Kisah Oedipus dan Laius saling tumpang tindih dan saling terkait, dan mengungkapkan banyak lapisan yang rumit. Tema-tema kesombongan dan dosa keluarga mengalir kuat di sepanjang drama. Kejahatan Laius terhadap seorang anak laki-laki membuatnya ditakdirkan untuk mati di tangan putranya sendiri. Oedipus, yang mengetahui ramalan tersebut, melaksanakannya tanpa sengaja. Dengan mencoba menentang kehendak para dewa, kedua orang ini menghukum diri mereka sendiri untuk menggenapi takdir mereka.

John Campbell

John Campbell adalah seorang penulis dan penggemar sastra yang ulung, yang dikenal karena apresiasinya yang dalam dan pengetahuannya yang luas tentang sastra klasik. Dengan hasrat untuk kata-kata tertulis dan daya tarik khusus untuk karya-karya Yunani dan Roma kuno, John telah mendedikasikan bertahun-tahun untuk mempelajari dan mengeksplorasi Tragedi Klasik, puisi liris, komedi baru, sindiran, dan puisi epik.Lulus dengan pujian dalam Sastra Inggris dari universitas bergengsi, latar belakang akademik John memberinya landasan yang kuat untuk menganalisis dan menafsirkan secara kritis kreasi sastra abadi ini. Kemampuannya mendalami nuansa Poetics Aristoteles, ekspresi liris Sappho, kecerdasan tajam Aristophanes, renungan satir Juvenal, dan narasi luas Homer dan Virgil benar-benar luar biasa.Blog John berfungsi sebagai platform terpenting baginya untuk berbagi wawasan, pengamatan, dan interpretasinya tentang mahakarya klasik ini.

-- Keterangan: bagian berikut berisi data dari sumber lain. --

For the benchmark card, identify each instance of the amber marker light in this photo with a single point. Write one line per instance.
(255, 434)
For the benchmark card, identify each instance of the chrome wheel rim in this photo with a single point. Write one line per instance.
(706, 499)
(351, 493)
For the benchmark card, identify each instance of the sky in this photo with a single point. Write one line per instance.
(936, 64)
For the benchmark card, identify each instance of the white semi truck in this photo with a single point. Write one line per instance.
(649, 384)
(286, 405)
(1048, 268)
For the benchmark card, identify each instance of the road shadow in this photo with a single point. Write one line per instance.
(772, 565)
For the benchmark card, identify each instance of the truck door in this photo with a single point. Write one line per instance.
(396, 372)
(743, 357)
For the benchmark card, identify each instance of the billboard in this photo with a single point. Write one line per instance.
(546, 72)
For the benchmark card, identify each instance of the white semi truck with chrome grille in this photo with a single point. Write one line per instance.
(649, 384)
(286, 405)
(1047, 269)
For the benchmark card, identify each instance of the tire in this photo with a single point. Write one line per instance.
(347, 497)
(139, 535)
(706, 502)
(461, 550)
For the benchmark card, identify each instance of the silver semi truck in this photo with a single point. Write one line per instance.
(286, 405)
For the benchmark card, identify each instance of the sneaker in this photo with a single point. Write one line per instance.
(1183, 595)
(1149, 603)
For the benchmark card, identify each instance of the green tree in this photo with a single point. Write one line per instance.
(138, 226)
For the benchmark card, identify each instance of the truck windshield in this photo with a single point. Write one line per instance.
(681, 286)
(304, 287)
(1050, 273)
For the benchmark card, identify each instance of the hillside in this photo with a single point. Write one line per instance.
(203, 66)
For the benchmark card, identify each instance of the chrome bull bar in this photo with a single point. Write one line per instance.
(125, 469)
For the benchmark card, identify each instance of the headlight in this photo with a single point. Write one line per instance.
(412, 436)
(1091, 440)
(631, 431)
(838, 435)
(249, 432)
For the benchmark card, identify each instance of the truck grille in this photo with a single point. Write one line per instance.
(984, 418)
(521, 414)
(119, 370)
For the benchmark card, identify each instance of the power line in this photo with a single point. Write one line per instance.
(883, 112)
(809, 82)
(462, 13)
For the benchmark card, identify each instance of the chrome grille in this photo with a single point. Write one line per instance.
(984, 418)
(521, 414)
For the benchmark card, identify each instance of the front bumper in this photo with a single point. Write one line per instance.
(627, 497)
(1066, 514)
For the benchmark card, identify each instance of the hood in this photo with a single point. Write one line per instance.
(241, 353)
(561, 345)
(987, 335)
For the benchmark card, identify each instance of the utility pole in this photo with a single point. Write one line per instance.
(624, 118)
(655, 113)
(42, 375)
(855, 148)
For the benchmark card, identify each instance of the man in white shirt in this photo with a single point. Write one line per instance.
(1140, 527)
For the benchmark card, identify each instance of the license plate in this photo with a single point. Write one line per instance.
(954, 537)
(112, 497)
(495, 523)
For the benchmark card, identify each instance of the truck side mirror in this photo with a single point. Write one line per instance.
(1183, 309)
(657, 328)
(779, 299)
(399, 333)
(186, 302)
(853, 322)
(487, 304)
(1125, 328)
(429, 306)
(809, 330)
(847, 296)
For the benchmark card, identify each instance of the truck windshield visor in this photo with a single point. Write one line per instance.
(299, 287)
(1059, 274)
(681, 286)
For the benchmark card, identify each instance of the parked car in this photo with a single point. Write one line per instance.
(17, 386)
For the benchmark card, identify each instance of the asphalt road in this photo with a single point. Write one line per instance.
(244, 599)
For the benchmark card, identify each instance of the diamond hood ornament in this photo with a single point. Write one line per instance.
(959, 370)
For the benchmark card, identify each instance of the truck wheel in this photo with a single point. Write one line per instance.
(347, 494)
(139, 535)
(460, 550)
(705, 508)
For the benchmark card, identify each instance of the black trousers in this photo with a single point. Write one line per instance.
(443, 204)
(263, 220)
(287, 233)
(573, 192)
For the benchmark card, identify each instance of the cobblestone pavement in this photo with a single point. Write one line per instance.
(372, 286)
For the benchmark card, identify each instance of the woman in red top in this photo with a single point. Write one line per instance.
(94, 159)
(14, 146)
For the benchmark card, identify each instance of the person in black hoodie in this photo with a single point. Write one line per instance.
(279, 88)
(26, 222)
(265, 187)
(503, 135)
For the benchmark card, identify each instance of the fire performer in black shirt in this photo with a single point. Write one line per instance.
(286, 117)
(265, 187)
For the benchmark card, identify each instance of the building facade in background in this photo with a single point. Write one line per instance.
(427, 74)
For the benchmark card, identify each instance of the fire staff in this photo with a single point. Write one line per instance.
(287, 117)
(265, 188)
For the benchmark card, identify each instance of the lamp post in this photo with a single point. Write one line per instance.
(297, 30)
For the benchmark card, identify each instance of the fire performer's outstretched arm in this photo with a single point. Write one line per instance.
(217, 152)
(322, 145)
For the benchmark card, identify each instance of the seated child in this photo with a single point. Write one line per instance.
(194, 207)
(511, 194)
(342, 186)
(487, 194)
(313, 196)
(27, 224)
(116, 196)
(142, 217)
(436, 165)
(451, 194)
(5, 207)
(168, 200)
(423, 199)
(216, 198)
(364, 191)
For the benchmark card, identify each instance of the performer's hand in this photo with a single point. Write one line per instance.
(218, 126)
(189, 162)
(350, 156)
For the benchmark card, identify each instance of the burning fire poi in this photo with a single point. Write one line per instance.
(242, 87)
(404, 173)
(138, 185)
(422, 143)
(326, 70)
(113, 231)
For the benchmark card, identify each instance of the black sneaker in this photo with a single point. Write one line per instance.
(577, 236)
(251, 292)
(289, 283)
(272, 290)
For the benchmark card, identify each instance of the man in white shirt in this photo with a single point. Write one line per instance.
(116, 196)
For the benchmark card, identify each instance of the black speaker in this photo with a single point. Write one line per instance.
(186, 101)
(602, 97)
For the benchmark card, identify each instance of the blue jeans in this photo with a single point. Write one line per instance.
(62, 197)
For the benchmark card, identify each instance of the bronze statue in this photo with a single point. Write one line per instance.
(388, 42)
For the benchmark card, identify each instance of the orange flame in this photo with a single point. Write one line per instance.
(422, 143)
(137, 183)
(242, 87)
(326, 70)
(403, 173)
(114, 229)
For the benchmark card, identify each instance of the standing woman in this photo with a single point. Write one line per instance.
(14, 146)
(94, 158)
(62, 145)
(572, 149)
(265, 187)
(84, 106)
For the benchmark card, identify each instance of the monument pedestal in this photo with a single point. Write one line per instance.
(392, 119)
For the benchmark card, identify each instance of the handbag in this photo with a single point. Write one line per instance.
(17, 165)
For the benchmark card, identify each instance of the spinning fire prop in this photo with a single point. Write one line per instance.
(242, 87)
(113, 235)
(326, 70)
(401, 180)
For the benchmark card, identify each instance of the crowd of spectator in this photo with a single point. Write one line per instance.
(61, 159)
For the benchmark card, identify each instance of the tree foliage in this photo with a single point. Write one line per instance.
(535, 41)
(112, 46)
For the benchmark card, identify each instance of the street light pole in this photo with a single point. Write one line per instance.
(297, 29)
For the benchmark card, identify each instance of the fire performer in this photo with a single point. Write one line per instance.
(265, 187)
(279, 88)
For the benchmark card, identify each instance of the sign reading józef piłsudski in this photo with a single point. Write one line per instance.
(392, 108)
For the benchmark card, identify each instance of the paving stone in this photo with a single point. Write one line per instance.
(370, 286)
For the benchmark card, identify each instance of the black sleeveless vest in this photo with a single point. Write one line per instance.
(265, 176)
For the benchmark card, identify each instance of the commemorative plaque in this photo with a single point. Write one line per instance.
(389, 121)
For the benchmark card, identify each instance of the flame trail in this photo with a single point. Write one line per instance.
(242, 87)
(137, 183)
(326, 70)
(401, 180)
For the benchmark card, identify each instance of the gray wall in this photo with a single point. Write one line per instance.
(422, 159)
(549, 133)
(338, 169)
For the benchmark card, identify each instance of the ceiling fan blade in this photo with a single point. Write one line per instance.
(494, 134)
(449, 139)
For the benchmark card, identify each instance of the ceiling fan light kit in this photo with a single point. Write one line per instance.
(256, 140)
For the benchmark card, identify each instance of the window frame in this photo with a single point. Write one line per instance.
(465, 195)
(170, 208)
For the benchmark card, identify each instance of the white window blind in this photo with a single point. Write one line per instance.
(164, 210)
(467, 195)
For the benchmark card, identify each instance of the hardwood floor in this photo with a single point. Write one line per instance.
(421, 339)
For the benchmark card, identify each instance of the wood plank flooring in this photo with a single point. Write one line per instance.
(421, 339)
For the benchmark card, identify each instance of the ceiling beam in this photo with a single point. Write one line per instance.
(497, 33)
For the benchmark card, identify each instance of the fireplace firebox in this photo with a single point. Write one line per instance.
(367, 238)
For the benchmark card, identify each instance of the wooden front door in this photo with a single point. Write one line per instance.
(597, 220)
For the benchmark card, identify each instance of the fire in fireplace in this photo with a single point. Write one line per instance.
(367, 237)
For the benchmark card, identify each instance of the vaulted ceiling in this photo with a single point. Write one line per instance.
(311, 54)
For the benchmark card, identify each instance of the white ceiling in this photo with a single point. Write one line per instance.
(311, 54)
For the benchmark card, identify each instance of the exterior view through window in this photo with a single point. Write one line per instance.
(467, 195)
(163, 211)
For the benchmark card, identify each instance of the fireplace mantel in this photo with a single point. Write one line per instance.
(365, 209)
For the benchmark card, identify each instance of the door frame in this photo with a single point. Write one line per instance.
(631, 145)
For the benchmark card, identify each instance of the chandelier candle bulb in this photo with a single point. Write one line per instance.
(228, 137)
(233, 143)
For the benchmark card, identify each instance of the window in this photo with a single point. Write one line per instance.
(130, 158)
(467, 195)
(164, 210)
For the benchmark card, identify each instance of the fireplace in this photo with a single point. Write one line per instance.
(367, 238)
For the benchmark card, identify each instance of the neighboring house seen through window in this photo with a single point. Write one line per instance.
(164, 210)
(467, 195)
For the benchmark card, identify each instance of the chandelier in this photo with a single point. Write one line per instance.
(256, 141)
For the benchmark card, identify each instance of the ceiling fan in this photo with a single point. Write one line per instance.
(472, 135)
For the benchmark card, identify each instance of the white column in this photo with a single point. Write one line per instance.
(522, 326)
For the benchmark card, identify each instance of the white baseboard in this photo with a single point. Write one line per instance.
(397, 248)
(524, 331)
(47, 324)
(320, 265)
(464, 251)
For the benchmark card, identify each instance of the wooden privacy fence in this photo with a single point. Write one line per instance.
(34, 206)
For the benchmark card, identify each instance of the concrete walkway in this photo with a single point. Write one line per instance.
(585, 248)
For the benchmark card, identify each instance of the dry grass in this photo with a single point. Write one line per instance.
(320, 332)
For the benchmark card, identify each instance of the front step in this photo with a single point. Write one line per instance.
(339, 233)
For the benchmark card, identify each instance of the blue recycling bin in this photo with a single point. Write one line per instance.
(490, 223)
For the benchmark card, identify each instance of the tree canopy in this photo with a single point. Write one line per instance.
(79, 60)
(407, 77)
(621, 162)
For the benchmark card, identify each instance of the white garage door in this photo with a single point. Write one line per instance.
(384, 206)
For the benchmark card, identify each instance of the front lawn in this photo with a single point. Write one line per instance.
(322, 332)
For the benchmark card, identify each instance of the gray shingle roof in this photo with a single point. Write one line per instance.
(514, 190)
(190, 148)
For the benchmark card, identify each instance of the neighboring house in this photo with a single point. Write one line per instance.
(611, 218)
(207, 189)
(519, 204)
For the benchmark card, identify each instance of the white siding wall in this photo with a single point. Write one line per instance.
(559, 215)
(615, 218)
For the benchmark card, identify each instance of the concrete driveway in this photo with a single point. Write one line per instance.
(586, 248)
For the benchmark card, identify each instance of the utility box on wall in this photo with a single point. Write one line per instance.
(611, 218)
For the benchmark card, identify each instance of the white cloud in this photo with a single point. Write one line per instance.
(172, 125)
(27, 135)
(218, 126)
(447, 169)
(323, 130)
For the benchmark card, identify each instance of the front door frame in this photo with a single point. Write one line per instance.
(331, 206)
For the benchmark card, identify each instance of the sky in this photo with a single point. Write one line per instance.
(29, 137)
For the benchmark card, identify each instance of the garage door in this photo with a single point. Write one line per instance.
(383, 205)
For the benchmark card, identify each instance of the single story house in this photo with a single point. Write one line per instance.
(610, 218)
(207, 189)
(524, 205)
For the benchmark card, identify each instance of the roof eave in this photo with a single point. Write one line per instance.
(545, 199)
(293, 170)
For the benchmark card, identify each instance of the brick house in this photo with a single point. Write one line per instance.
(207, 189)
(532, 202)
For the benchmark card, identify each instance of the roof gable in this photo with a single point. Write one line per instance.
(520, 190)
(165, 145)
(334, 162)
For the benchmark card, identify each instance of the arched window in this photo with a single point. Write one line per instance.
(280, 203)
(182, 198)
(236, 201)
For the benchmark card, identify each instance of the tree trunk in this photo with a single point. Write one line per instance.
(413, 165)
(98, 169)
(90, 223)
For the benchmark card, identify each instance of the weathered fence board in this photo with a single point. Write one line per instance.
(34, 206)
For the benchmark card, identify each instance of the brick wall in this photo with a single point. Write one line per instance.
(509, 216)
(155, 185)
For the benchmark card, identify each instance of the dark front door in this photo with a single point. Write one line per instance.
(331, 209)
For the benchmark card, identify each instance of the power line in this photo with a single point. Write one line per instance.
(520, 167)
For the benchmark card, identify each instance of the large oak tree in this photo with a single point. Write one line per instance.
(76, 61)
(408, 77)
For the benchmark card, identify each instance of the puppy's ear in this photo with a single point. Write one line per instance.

Melalui analisisnya yang cermat terhadap tema, karakter, simbol, dan konteks sejarah, ia menghidupkan karya-karya raksasa sastra kuno, membuatnya dapat diakses oleh pembaca dari semua latar belakang dan minat.Gaya tulisannya yang menawan melibatkan pikiran dan hati para pembacanya, menarik mereka ke dunia magis sastra klasik. Dengan setiap posting blog, John dengan terampil merangkai pemahaman ilmiahnya dengan mendalamhubungan pribadi dengan teks-teks ini, membuatnya dapat dihubungkan dan relevan dengan dunia kontemporer.Diakui sebagai otoritas di bidangnya, John telah menyumbangkan artikel dan esai ke beberapa jurnal dan publikasi sastra bergengsi. Keahliannya dalam sastra klasik juga membuatnya menjadi pembicara yang dicari di berbagai konferensi akademik dan acara sastra.Melalui prosa yang fasih dan antusiasme yang kuat, John Campbell bertekad untuk menghidupkan kembali dan merayakan keindahan abadi dan makna mendalam dari sastra klasik. Apakah Anda seorang cendekiawan yang berdedikasi atau hanya pembaca yang ingin tahu yang ingin menjelajahi dunia Oedipus, puisi cinta Sappho, drama jenaka Menander, atau kisah heroik Achilles, blog John berjanji untuk menjadi sumber yang tak ternilai yang akan mendidik, menginspirasi, dan memicu. cinta seumur hidup untuk klasik.